A governing body would establish the parameters various activities would operate under, whether generic finds or formalized tournaments.


I could see a cache owner referencing it to legitimize his deletion of a found log when the book wasn't signed.


I can see a function like the now defunct GPS Goldrush adopting it for a day-long caching competition.


I could see it being used state-wide in a region over the course of a year. I could see it implemented at a weekend event.


Either way, the practices should be devices in a general enough fashion to be applied to each circumstance.


Each event organizer would have additional event-specific rules but be sanctioned within the overall standards.
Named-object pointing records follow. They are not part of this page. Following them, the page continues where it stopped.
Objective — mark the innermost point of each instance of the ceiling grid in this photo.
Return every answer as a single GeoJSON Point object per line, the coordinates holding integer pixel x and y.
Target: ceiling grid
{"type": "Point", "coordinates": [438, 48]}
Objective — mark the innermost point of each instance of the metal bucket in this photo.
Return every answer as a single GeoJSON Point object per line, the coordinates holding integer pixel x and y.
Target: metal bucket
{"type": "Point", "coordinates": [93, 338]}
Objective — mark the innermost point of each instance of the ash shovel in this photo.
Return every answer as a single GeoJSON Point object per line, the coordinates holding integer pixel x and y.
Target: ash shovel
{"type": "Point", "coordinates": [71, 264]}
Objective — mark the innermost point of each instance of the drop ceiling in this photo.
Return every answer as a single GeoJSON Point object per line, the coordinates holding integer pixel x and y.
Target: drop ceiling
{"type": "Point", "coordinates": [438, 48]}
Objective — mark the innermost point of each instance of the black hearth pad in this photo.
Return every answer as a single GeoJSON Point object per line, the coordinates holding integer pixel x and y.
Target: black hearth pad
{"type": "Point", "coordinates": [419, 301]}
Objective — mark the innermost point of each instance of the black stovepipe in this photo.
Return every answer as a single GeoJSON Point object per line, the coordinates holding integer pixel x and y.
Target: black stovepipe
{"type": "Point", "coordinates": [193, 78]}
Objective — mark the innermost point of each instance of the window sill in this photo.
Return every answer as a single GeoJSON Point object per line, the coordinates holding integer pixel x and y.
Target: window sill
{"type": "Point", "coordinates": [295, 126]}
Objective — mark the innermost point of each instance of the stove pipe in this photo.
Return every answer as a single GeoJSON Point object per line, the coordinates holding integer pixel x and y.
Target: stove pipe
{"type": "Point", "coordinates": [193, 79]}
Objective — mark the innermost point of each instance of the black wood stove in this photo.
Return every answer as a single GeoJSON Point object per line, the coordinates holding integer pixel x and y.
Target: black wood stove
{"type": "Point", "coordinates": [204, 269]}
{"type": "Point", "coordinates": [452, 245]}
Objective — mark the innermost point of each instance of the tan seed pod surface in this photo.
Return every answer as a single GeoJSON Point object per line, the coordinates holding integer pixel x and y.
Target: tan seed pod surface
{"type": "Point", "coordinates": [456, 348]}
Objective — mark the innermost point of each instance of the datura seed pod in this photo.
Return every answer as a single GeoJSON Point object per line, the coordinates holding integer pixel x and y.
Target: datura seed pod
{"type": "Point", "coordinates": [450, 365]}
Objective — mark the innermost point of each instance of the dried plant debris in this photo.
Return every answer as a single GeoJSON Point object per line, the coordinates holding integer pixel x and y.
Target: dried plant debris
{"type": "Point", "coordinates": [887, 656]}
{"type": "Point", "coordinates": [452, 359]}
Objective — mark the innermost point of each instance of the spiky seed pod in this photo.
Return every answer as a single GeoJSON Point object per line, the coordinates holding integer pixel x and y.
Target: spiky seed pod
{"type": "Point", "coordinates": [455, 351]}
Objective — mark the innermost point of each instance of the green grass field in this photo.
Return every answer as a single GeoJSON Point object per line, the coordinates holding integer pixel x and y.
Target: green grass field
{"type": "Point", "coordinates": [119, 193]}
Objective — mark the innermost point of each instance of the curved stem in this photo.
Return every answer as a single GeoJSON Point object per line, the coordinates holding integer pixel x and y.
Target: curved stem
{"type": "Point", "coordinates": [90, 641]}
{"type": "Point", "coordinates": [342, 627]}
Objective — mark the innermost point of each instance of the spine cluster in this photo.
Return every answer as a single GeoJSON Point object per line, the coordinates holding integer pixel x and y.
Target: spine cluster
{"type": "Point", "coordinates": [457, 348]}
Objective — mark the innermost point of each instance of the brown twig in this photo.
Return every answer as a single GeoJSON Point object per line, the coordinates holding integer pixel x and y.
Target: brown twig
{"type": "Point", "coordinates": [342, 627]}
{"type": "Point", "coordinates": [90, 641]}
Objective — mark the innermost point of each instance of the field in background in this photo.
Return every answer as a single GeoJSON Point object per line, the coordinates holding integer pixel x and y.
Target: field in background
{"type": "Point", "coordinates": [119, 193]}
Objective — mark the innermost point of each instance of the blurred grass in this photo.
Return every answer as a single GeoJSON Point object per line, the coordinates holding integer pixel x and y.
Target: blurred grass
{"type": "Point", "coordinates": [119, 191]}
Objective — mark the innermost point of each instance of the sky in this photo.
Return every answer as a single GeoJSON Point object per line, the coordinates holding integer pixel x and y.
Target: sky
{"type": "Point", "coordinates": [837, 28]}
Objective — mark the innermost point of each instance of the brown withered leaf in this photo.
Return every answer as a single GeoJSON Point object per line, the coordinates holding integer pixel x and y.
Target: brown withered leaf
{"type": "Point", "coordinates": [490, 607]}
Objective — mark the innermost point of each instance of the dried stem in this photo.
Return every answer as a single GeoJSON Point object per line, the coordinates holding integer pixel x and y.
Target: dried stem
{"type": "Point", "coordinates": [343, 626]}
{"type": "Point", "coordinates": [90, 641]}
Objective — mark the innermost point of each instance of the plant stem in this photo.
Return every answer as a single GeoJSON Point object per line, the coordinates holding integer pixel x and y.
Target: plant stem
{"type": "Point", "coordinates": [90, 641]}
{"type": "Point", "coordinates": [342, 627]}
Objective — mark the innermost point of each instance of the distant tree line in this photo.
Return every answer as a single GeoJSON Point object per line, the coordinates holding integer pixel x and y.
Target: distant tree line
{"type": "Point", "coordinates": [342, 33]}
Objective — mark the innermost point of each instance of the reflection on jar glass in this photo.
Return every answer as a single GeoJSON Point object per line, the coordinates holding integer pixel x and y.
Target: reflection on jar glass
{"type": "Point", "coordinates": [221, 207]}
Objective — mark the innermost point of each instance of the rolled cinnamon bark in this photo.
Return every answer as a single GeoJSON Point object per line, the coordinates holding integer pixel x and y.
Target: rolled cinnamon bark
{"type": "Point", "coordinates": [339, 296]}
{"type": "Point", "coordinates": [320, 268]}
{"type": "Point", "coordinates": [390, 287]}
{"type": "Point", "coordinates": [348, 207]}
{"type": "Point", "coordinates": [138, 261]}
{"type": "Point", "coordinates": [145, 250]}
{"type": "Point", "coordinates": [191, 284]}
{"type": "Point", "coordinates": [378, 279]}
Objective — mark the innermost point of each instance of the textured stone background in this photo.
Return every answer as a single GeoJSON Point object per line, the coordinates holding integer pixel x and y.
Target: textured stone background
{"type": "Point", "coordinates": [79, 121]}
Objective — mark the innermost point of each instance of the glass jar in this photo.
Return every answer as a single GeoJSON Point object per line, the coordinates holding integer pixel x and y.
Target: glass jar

'Twould be akin to NASCAR, or the USTA or any other organizing body sanctioning something, be it tournament, amateur challenge or casual outings.


Ah, better example, the US Chess Federation. It covers professional tournaments, amateur tournaments, different levels, casual club play, standard chess and speed chess--totally different games! There are governing practices that can be applied to all that are adopted in each circumstance. In any of those circumstances, I know if someone "test" moves a piece and removes their finger from it, I'm free to immediately act without being considered rude even if it was a tragic blunder on their part. Such does eliminate objections and sore points--and has!


It also opens up various individual stat options. You could choose to enter whichever function you desired, FTF'ing in your region, max finds, max found in a year, in your region, etc.


The governing body wouldn't necessarily run any functions themselves--but might simply bring objective legitimacy to various functions.


Who knows, the infamous Magellan contest last year might have run more smoothly if they subscribed to such standards! (Although their issues were more hide-related than find-related.)